Il a été établi qu'un milieu humide au niveau de la plaie favorisait la cicatrisation en stimulant la phase de granulation et la détersion autolytique9.
Cependant, un degré d'humidité adéquat doit être maintenu pour éviter que le lit de la plaie ne s'assèche ou ne s'humidifie trop, auquel cas la cicatrisation pourrait être retardée.

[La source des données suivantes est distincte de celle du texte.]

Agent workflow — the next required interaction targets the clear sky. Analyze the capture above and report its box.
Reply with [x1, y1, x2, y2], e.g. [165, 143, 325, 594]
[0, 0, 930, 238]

Le choix du pansement doit être réalisé de façon à maintenir l'humidité et à créer des conditions de cicatrisation optimales. Dans le cas d'une plaie chronique telle qu'un ulcère du pied diabétique (UPD), les exsudats contiennent des enzymes qui entravent le processus de cicatrisation.  Pour maintenir un niveau d'humidité optimal de la plaie tout en empêchant la macération de la peau périlésionnelle, le pansement doit avoir certaines propriétés indispensables.

Les pansements doivent absorber et retenir les exsudats, éloigner de la peau périlésionnelle les exsudats nuisibles des plaies chroniques, être efficaces en cas d'application sur les points d'appui de la plante du pied, être faciles à retirer et être économiques. Les pansements microadhérents permettent de minimiser les désagréments sur le lit de la plaie.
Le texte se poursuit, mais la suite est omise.